When Dr. V was notified about the lawsuit, she contacted the defense attorney provided by her medical malpractice insurance. The attorney was concerned after reading the file and speaking to the physician. He retained several medical experts to look at the patient’s records.
All of the medical experts were critical of Dr. V and felt that she should have seen the patient on July 28th or 29th when she called reporting no improvement in her symptoms and new-onset diarrhea. Failure to see the patient in the office at this point was a below the standard of care, agreed the experts. The case inched towards trial. During depositions, Dr. V testified that antibiotic-induced C. difficile infection was “not on her radar” with respect to the patient’s telephone complaints.
Trial began, but a settlement was soon negotiated and the insurance company made a payment on behalf of Dr. V to settle the case.
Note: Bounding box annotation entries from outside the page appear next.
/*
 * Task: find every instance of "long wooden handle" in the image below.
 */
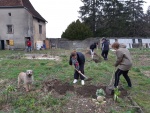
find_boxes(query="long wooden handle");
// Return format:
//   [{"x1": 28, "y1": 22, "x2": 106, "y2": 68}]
[{"x1": 75, "y1": 68, "x2": 87, "y2": 78}]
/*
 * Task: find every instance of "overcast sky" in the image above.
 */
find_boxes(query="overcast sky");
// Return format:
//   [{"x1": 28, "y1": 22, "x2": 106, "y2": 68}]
[{"x1": 30, "y1": 0, "x2": 150, "y2": 38}]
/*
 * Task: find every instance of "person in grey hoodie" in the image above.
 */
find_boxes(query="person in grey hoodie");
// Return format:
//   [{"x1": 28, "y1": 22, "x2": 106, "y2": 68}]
[
  {"x1": 112, "y1": 42, "x2": 132, "y2": 87},
  {"x1": 101, "y1": 38, "x2": 109, "y2": 60}
]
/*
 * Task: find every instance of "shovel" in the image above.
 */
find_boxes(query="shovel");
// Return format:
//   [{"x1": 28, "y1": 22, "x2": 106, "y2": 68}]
[
  {"x1": 106, "y1": 68, "x2": 116, "y2": 95},
  {"x1": 75, "y1": 68, "x2": 93, "y2": 81}
]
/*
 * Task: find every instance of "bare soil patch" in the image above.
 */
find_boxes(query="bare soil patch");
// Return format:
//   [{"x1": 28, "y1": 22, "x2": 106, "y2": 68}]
[
  {"x1": 25, "y1": 54, "x2": 60, "y2": 61},
  {"x1": 42, "y1": 79, "x2": 127, "y2": 98},
  {"x1": 42, "y1": 79, "x2": 128, "y2": 113}
]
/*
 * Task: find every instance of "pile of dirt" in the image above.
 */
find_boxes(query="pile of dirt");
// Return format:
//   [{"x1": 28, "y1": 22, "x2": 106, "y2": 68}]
[
  {"x1": 85, "y1": 50, "x2": 101, "y2": 63},
  {"x1": 43, "y1": 79, "x2": 74, "y2": 95},
  {"x1": 43, "y1": 79, "x2": 127, "y2": 98}
]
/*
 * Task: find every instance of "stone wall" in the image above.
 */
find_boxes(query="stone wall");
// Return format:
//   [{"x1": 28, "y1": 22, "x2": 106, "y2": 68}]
[{"x1": 49, "y1": 37, "x2": 150, "y2": 49}]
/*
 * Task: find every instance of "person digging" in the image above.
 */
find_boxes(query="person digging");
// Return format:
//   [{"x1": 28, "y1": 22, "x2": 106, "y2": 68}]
[
  {"x1": 112, "y1": 42, "x2": 132, "y2": 87},
  {"x1": 69, "y1": 51, "x2": 85, "y2": 85}
]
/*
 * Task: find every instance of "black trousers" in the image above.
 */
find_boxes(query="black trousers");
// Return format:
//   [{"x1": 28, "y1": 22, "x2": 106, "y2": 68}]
[
  {"x1": 74, "y1": 64, "x2": 84, "y2": 80},
  {"x1": 101, "y1": 50, "x2": 109, "y2": 60},
  {"x1": 114, "y1": 69, "x2": 132, "y2": 87}
]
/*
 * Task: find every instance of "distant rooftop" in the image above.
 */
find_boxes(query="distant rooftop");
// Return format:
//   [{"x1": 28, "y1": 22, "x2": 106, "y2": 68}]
[{"x1": 0, "y1": 0, "x2": 47, "y2": 22}]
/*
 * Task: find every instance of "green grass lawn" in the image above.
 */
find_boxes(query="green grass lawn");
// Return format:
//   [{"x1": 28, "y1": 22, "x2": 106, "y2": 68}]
[{"x1": 0, "y1": 49, "x2": 150, "y2": 113}]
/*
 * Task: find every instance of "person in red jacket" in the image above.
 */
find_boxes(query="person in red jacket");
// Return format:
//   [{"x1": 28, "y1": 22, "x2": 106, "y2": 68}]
[{"x1": 27, "y1": 39, "x2": 31, "y2": 52}]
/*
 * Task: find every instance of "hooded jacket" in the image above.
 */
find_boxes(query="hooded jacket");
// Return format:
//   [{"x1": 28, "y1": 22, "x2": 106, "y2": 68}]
[
  {"x1": 69, "y1": 52, "x2": 85, "y2": 66},
  {"x1": 90, "y1": 43, "x2": 96, "y2": 50},
  {"x1": 115, "y1": 44, "x2": 132, "y2": 71},
  {"x1": 102, "y1": 40, "x2": 109, "y2": 51}
]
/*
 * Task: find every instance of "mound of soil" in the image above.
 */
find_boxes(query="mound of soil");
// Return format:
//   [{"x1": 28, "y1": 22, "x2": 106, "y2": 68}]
[
  {"x1": 43, "y1": 79, "x2": 74, "y2": 95},
  {"x1": 43, "y1": 79, "x2": 127, "y2": 98},
  {"x1": 85, "y1": 50, "x2": 101, "y2": 63}
]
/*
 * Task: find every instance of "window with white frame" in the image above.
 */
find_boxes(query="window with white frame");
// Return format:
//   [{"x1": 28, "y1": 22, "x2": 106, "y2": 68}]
[{"x1": 7, "y1": 25, "x2": 14, "y2": 34}]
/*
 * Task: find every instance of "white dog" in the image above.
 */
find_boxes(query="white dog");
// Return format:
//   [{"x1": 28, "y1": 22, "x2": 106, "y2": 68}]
[{"x1": 18, "y1": 70, "x2": 33, "y2": 92}]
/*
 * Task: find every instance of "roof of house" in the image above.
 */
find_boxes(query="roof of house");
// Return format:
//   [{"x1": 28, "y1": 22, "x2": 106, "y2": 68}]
[{"x1": 0, "y1": 0, "x2": 47, "y2": 22}]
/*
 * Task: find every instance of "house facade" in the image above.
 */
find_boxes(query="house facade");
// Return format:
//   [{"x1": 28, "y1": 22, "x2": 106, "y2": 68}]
[{"x1": 0, "y1": 0, "x2": 47, "y2": 50}]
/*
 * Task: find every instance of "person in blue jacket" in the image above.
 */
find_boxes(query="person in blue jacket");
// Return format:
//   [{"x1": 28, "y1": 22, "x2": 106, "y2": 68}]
[
  {"x1": 90, "y1": 43, "x2": 98, "y2": 59},
  {"x1": 69, "y1": 51, "x2": 85, "y2": 85},
  {"x1": 101, "y1": 38, "x2": 109, "y2": 60}
]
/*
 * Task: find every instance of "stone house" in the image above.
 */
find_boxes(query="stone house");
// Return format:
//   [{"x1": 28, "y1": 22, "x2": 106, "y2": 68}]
[{"x1": 0, "y1": 0, "x2": 47, "y2": 50}]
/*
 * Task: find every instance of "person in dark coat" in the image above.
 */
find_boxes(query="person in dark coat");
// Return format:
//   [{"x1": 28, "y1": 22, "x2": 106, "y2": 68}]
[
  {"x1": 27, "y1": 39, "x2": 31, "y2": 52},
  {"x1": 90, "y1": 43, "x2": 98, "y2": 59},
  {"x1": 112, "y1": 42, "x2": 132, "y2": 87},
  {"x1": 69, "y1": 51, "x2": 85, "y2": 85},
  {"x1": 101, "y1": 38, "x2": 109, "y2": 60}
]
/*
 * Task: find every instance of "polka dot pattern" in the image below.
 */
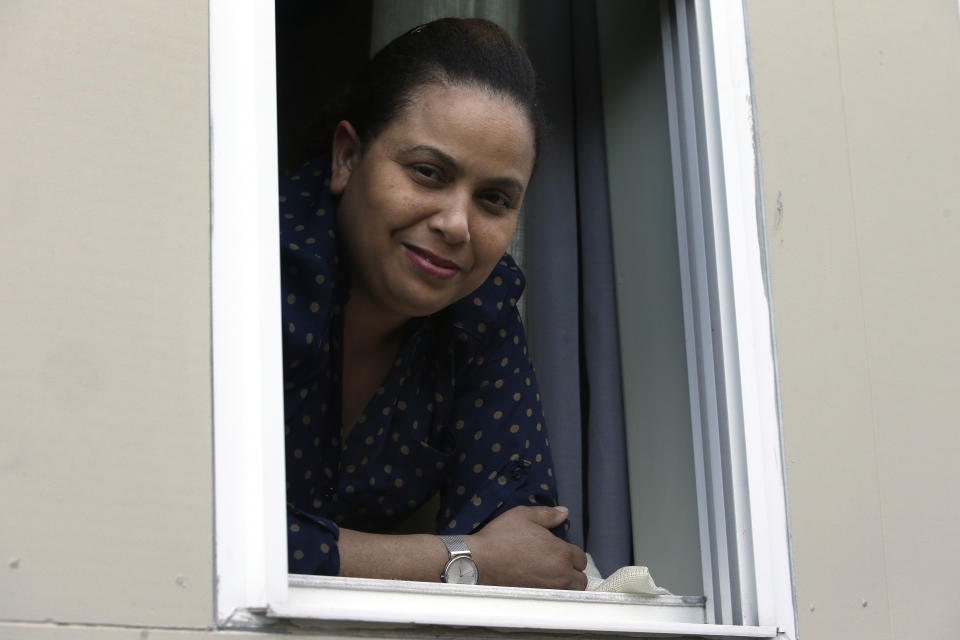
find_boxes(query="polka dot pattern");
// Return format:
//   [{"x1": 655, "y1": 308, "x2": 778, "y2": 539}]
[{"x1": 280, "y1": 162, "x2": 556, "y2": 575}]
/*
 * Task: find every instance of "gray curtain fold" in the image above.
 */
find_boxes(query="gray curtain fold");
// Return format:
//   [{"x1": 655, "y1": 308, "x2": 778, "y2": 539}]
[{"x1": 526, "y1": 0, "x2": 632, "y2": 575}]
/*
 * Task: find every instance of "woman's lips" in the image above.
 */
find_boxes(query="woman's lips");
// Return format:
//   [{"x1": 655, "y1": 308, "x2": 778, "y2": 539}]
[{"x1": 403, "y1": 244, "x2": 460, "y2": 280}]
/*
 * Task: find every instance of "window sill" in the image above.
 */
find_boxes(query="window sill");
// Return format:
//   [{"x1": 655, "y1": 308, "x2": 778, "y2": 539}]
[{"x1": 242, "y1": 575, "x2": 777, "y2": 638}]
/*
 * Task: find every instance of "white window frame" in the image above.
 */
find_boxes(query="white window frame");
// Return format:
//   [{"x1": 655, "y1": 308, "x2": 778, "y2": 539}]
[{"x1": 210, "y1": 0, "x2": 796, "y2": 639}]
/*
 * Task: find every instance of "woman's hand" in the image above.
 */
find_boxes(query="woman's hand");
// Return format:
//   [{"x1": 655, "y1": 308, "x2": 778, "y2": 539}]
[{"x1": 466, "y1": 507, "x2": 587, "y2": 591}]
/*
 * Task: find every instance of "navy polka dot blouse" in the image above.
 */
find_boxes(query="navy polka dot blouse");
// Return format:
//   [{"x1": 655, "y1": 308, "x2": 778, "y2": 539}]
[{"x1": 280, "y1": 161, "x2": 557, "y2": 575}]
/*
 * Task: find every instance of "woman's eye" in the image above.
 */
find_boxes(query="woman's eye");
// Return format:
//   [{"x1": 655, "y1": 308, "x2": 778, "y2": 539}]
[
  {"x1": 411, "y1": 164, "x2": 443, "y2": 182},
  {"x1": 483, "y1": 192, "x2": 513, "y2": 210}
]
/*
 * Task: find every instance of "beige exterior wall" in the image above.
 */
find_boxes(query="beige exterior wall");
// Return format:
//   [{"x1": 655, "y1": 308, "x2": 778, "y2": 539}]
[
  {"x1": 0, "y1": 0, "x2": 960, "y2": 640},
  {"x1": 0, "y1": 0, "x2": 214, "y2": 638},
  {"x1": 747, "y1": 0, "x2": 960, "y2": 639}
]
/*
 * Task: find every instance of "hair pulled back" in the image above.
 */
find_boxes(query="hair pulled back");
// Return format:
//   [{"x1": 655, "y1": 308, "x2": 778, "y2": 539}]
[{"x1": 342, "y1": 18, "x2": 544, "y2": 158}]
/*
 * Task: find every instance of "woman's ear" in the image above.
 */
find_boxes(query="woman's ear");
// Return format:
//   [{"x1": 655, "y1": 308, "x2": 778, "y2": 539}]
[{"x1": 330, "y1": 120, "x2": 363, "y2": 196}]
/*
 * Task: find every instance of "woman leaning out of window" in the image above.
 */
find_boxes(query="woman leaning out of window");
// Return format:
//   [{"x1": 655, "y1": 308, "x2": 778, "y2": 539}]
[{"x1": 280, "y1": 19, "x2": 586, "y2": 589}]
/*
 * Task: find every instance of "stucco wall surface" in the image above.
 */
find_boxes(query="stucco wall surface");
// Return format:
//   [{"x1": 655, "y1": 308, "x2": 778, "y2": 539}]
[
  {"x1": 0, "y1": 0, "x2": 214, "y2": 637},
  {"x1": 746, "y1": 0, "x2": 960, "y2": 639}
]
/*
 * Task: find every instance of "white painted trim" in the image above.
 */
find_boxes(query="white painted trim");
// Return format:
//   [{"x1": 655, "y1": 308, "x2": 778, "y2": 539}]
[
  {"x1": 215, "y1": 0, "x2": 287, "y2": 622},
  {"x1": 267, "y1": 576, "x2": 777, "y2": 638},
  {"x1": 698, "y1": 0, "x2": 796, "y2": 639},
  {"x1": 661, "y1": 0, "x2": 796, "y2": 638}
]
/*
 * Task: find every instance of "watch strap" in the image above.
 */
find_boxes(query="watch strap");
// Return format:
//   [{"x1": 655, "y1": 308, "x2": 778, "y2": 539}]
[{"x1": 437, "y1": 536, "x2": 471, "y2": 558}]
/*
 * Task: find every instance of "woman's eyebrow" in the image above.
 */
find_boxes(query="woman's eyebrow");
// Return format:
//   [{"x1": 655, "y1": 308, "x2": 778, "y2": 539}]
[
  {"x1": 405, "y1": 144, "x2": 523, "y2": 193},
  {"x1": 406, "y1": 144, "x2": 463, "y2": 173}
]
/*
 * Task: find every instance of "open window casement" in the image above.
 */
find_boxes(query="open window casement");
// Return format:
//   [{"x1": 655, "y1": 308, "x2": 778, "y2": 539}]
[{"x1": 210, "y1": 0, "x2": 796, "y2": 638}]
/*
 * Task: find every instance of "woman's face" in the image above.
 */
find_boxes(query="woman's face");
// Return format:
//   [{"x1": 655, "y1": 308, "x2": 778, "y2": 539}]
[{"x1": 330, "y1": 84, "x2": 534, "y2": 319}]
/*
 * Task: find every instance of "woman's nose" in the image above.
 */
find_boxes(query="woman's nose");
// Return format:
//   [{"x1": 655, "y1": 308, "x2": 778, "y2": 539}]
[{"x1": 428, "y1": 198, "x2": 470, "y2": 244}]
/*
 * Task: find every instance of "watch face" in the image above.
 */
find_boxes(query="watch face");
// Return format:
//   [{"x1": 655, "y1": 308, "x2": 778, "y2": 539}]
[{"x1": 443, "y1": 556, "x2": 478, "y2": 584}]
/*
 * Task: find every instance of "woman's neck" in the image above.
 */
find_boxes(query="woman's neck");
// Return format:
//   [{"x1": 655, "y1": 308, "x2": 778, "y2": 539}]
[{"x1": 343, "y1": 289, "x2": 409, "y2": 357}]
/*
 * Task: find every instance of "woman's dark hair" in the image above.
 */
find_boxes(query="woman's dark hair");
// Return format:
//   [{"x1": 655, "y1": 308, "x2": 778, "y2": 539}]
[{"x1": 341, "y1": 18, "x2": 544, "y2": 158}]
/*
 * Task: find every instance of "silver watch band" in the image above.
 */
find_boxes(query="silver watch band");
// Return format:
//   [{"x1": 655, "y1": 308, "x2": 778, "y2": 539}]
[{"x1": 437, "y1": 536, "x2": 470, "y2": 558}]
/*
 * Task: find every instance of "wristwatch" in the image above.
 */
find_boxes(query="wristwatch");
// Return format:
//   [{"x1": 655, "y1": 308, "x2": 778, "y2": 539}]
[{"x1": 437, "y1": 536, "x2": 480, "y2": 584}]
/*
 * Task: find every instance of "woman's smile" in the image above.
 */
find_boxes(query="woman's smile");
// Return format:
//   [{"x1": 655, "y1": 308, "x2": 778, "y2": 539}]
[{"x1": 403, "y1": 242, "x2": 460, "y2": 280}]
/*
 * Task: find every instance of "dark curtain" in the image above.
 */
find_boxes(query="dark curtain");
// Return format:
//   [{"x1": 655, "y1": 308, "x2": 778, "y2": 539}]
[{"x1": 525, "y1": 0, "x2": 632, "y2": 575}]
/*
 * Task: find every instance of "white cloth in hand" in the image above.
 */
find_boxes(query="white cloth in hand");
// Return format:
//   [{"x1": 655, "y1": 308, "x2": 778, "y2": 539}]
[{"x1": 583, "y1": 553, "x2": 671, "y2": 596}]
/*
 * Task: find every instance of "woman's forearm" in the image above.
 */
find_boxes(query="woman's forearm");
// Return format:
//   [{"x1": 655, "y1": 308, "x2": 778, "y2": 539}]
[
  {"x1": 339, "y1": 529, "x2": 448, "y2": 582},
  {"x1": 339, "y1": 507, "x2": 587, "y2": 590}
]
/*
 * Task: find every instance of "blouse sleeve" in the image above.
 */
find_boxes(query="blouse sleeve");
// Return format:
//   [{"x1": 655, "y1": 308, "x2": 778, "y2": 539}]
[
  {"x1": 437, "y1": 256, "x2": 562, "y2": 535},
  {"x1": 287, "y1": 505, "x2": 340, "y2": 576}
]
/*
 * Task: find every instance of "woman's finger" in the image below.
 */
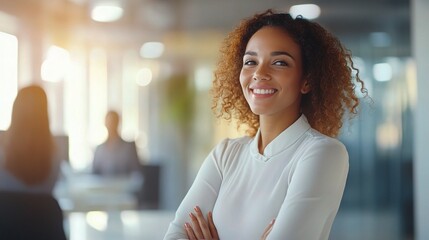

Four basic elements are necessary for a medical malpractice case: 1) a duty of care (this exists in a doctor-patient relationship), 2) a breach of this duty, 3) damage (the patient must have suffered emotional or physician injury), and 4) causation (there must be proof that the breach of duty caused the patient’s injury.) While in this case it was clear that Dr. V had breached her duty of care, and all the experts agreed on this, what the experts did NOT agree on was whether this breach had been the cause of the patient’s death. The defense experts believed the cause of death was due to ischemic and infarcted small bowel, and that the C. difficile infection was merely a complication. The plaintiff’s experts, of course, were prepared to argue that the infection caused the patient to become hypotensive and dehydrated, leading to a decrease in blood perfusion. Unless all four elements have been satisfied, a case for medical malpractice is not made. The defense attorney in this case was prepared to argue the element of causation, but realized that settling the case was a far safer bet.
Dr. V made two very large errors in this case. The first was to diagnose and prescribe on the phone, without seeing or examining the patient. This is a dangerous proposition, but physicians occasionally do this when the patient is suffering a common or recurrent problem, or there is no other option. However in this case, when the patient’s issues were not improving, Dr. V should have seen her in person.
Dr. V’s second major error was that she delegated all the communication and note-taking to someone (her receptionist) with no medical background. Dr. V never spoke to the patient directly herself. As a physician, Dr. V might have been able to elicit more information from the patient.
As a general rule, avoid prescribing and diagnosing on the phone. Do not have a receptionist or non-medically trained person handling phone triage. If you cannot see your patient, at the very least speak directly to them.